An intriguing point in the Smith-Anderson story I narrated last week is that many of them were baptised, married and buried in St. Andrew's Church on the other side of the Cooum. Given their background, why did they not choose Christ Church in the 1860s and later, if their New Town was indeed Pudupet?
The button tree
Dr. A. Raman of Charles Sturt University, Orange, New South Wales and a former faculty member of Loyola College, has long supplemented material that appears in this column. In his latest mail to me he says, as an addendum to the cutting down of an Anogeissus acuminate to help create Vision Divine' (Miscellany, July 4), that Semmozhi Poonga cannot at all be referred to as a botanical garden. He explains, A botanical garden will always be around a research centre, therefore this is just a recreational park.
He goes on to say that he faintly remembers from his days in Madras a couple of decades ago that the Agri-Horticultural Society park here, where Woodlands Drive-In was, had one or more trees of a kindred species, Anogeissus latifolia and these might have been cut down while developing the new Poonga.
Writing about the species, he says: The button tree's common English name comes from the button-like floral clusters it produces. It has a Tamil name? Nunnera which reinforces the fact that our ancestors recognised the tree being of value and gave it a Tamil name. Another common taxon of Anogeissus in Madras is Anogeissus latifolia (Tamil names: Jñemei, Nemei, Ômai). References to Anogeissus latifolia (Jñemei) occur in Tamil literature prior to the Sangam period.
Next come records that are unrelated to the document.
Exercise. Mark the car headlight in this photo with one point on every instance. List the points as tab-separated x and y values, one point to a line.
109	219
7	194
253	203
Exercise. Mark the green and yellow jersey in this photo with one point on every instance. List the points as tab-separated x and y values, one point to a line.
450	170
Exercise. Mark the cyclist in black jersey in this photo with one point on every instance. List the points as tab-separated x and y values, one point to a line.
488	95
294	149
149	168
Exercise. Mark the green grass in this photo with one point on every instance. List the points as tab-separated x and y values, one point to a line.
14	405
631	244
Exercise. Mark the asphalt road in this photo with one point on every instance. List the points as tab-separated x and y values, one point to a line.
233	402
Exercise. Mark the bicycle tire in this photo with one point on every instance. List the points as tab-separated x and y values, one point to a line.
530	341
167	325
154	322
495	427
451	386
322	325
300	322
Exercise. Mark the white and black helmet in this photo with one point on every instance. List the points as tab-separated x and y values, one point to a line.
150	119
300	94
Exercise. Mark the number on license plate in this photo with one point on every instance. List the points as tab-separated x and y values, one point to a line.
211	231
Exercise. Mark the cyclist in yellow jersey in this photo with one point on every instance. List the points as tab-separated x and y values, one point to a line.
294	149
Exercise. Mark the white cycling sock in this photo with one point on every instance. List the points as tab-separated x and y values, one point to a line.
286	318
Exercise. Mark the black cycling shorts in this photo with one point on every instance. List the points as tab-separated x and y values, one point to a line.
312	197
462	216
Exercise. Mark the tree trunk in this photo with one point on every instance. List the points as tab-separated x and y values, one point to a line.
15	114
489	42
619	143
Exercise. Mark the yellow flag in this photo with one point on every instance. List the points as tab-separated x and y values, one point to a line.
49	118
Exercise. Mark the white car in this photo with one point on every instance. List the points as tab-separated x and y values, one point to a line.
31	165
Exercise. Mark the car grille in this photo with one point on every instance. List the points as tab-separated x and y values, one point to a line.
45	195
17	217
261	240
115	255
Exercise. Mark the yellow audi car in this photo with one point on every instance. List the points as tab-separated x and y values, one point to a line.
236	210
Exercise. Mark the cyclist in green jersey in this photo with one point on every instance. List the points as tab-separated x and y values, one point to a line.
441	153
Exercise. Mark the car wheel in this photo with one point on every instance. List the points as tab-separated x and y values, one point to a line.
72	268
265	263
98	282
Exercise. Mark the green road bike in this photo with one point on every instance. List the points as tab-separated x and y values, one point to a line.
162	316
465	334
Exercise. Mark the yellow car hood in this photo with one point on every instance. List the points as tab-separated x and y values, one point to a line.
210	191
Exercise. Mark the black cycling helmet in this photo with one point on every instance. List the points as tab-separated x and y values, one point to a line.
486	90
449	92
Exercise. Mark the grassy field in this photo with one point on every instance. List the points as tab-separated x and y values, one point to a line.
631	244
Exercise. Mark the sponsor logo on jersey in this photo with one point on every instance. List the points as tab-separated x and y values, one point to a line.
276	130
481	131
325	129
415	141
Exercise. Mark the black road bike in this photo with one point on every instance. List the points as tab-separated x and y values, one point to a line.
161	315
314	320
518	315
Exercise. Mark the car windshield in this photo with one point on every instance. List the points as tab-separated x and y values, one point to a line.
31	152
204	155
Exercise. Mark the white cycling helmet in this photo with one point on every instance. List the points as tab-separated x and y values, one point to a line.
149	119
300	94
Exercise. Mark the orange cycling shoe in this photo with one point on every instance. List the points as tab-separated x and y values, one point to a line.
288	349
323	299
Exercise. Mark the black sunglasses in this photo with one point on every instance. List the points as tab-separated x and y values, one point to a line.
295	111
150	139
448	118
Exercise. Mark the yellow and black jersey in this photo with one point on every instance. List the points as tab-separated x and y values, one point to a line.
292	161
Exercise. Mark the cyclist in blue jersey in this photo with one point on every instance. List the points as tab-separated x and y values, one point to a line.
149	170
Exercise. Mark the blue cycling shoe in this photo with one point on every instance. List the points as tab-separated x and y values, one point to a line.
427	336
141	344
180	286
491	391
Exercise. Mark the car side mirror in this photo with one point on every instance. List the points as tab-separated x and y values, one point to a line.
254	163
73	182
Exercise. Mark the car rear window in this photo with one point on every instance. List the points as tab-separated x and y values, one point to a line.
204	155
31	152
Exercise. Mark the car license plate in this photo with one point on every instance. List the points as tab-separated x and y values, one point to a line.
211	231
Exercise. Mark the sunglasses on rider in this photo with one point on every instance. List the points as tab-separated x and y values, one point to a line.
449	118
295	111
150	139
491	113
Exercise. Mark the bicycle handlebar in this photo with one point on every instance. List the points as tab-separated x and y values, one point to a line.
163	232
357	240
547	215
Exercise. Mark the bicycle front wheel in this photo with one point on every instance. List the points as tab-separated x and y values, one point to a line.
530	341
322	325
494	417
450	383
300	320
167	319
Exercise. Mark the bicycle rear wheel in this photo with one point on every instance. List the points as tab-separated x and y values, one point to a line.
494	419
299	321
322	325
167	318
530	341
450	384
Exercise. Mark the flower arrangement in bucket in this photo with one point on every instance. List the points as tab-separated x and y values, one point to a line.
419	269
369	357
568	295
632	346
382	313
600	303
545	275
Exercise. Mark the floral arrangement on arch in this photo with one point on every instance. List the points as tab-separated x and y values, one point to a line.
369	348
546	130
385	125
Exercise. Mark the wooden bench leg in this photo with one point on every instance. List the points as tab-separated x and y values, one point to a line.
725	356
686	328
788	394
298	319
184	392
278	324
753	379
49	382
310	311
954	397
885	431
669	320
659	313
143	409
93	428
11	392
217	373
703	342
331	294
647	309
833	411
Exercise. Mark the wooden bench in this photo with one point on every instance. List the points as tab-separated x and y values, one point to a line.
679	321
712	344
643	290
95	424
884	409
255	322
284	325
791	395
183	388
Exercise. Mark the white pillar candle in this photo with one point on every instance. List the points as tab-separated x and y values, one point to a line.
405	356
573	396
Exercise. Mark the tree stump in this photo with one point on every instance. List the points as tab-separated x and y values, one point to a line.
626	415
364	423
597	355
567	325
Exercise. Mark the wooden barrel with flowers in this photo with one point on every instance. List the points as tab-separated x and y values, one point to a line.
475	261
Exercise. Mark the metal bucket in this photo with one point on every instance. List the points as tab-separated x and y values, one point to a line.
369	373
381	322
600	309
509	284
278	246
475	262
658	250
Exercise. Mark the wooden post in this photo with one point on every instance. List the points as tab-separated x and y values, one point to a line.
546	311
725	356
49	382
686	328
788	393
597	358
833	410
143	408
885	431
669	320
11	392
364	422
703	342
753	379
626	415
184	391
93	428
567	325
Throughout the world, eight species of Anogeissus are known. They are distributed from South Asia to western Africa. Anogeissus are not only elegant and graceful trees; but they are also of economic significance. These trees yield materials useful in tanning raw leather (refer to a paper by Yelavarti Nayudamma and his team on this aspect {Australian Journal of Chemistry 1964, 17, 238245}).
A fire on Broadway
S. Subbarayulu, a retired member of the Indian Forestry Service, has been doing research on the founder of the Service, Dr. Hugh Cleghorn. He hit pay-dirt when he discovered in St. Andrew's University in Scotland the carefully preserved correspondence exchanged by its student Cleghorn with his father who was a barrister in Madras. There were also other letters that Hugh Cleghorn had received. And in one of them, W. Paplin, a bookseller and a publisher of St. Andrew's, commiserates with Cleghorn on the loss of all his books in a fire in Madras in 1852.
Further search had Subbarayulu discovering that a fire had occurred in September 1852 in Oakes, Patridge & Co, a department store (it was the biggest in Madras at the time) on Popham's Broadway. Cleghorn, a surgeon at the General Hospital at the time, was occupying digs' in the building. This information Subbarayulu found in a brief news item in a foreign newspaper. Now he wants me to guide him to a Madras paper which would provide him a more detailed story of the fire and Cleghorn's loss.
The only two English newspapers of the time that I know of were The Spectator and the Madras Times, both of which got merged with The Madras Mail at a later period. As far as I know, the Tamil Nadu Archives have only a few copies of each of the two papers, and I can't think of any library or archive in India which will have a complete set of this treasure. The British Library, however, might have a fair collection.
The Spectator began as a weekly in 1836, became a tri-weekly in 1846 and a daily in 1850 before being taken over by the Madras Times, which began as a biweekly about the same time as The Spectator and became a daily in 1859 some time after which it took over The Spectator. The Madras Mail appeared on the scene only in 1868 and The Hindu much later.